Created 06-01-2018 11:27 AM
Dear,
After upgraded from HDP 2.6.4 to 2.6.5 in my LAB to check all components before upgrade DEV and PROD cluster, I realized that Atlas was not working properly missing the informations for lineage. Going deeply I found an issue on Kafka that kafka console consumer is not getting the messages through these simple commands below:
hduser@> kafka-console-consumer.sh --bootstrap-server 10.0.20.101:6667,10.0.20.102:6667,10.0.20.103:6667 --topic kennon_2 --security-protocol SASL_PLAINTEXT --from-beginning hduser@> kafka-console-consumer.sh --bootstrap-server 10.0.20.101:6667,10.0.20.102:6667,10.0.20.103:6667 --topic ATLAS_HOOK --security-protocol SASL_PLAINTEXT --from-beginning hduser@> kafka-console-consumer.sh --bootstrap-server 10.0.20.101:6667,10.0.20.102:6667,10.0.20.103:6667 --topic ATLAS_ENTITIES --security-protocol SASL_PLAINTEXT --from-beginning
There is no message consuming, but I checked the producer and all the messages are going to the topic. If I put the option '--partition 0' for example I just see the messages from this partition and If I change --bootstrap-server to --zookeeper I can see almost all messages, yes I said almost not all, like 80% of the messages. In this case there is no log error because there is a connection established and the application just waiting to consume the message.
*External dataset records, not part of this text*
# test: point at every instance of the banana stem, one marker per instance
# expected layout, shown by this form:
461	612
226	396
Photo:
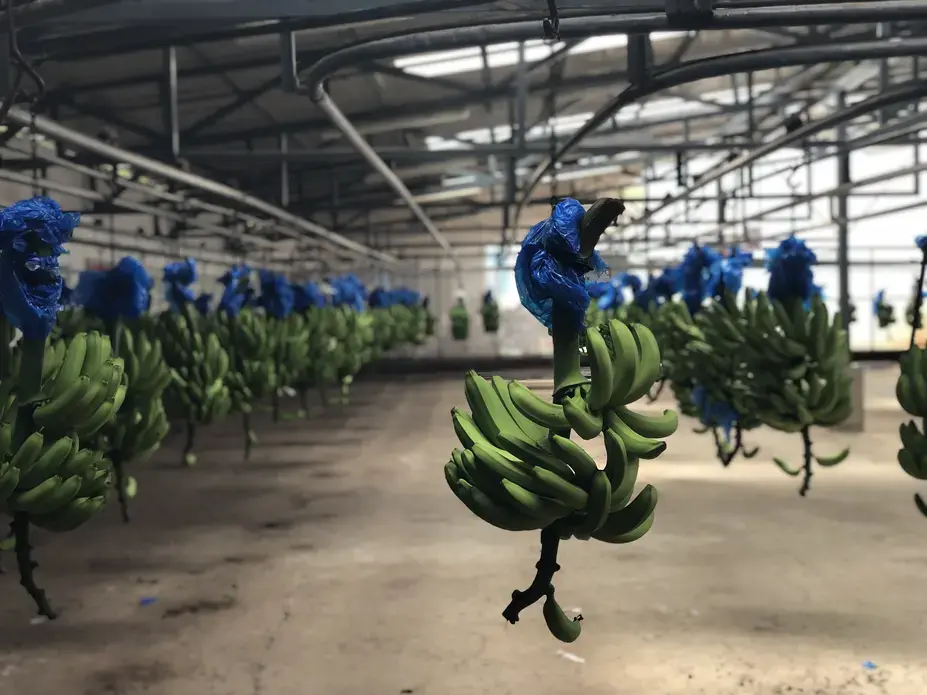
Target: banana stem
567	371
542	584
918	301
191	438
806	443
725	457
26	565
119	474
246	425
115	336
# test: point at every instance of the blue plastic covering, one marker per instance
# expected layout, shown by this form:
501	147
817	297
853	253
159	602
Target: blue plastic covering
662	287
727	273
549	271
694	275
713	413
66	294
237	292
611	298
32	237
596	289
307	295
276	294
178	277
349	291
122	292
203	303
790	271
382	298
hduser@> kafka-console-consumer.sh ---bootstrap-server 10.0.20.101:6667,10.0.20.102:6667,10.0.20.103:6667 --topic kennon_2 --security-protocol SASL_PLAINTEXT --from-beginning --partition 0 or hduser@> kafka-console-consumer.sh --zookeeper 10.0.20.101:2181,10.0.20.102:2181,10.0.20.103:2181/kafka --topic kennon_2 --security-protocol SASL_PLAINTEXT --from-beginning
I have another LAB that I deployed a little cluster from the scratch to test HDP 2.6.5 and I'm facing the same issue with Kafka.
The concern is If we upgrade the version will take a little time to realized that all applications consuming kafka topics are not working properly, including Apache Atlas that is not doing the lineage or consuming the ATLAS TOPICS.
In the last 2 previous (HDP 2.6.3 and 2.6.4) versions are working fine, without any problem.
Taking a look to the release notes (https://docs.hortonworks.com/HDPDocuments/HDP2/HDP-2.6.5/bk_release-notes/content/new_features.html) KAFKA is a new version and there are some patch fixes.
KafkaThis release provides Kafka 1.0.0 and the following Apache patches.
HDP 2.6.4 provided Kafka 0.10.1 with no additional Apache patches. HDP 2.6.3 provided Kafka 0.10.1 and the following Apache patches:
HDP 2.6.2 provided Kafka 0.10.1 with no additional Apache patches. HDP 2.6.1 provided Kafka 0.10.1 with no additional Apache patches. HDP 2.6.0 provided Kafka 0.10.1 with no additional Apache patches. |
Please guys If do you have some thoughts I'll appreciate.
Kennon
Created 06-05-2018 04:08 PM
1. Did you check the "describe" command for each topic? it matches with the brokers ids registered in zookeeper and meta.properties file?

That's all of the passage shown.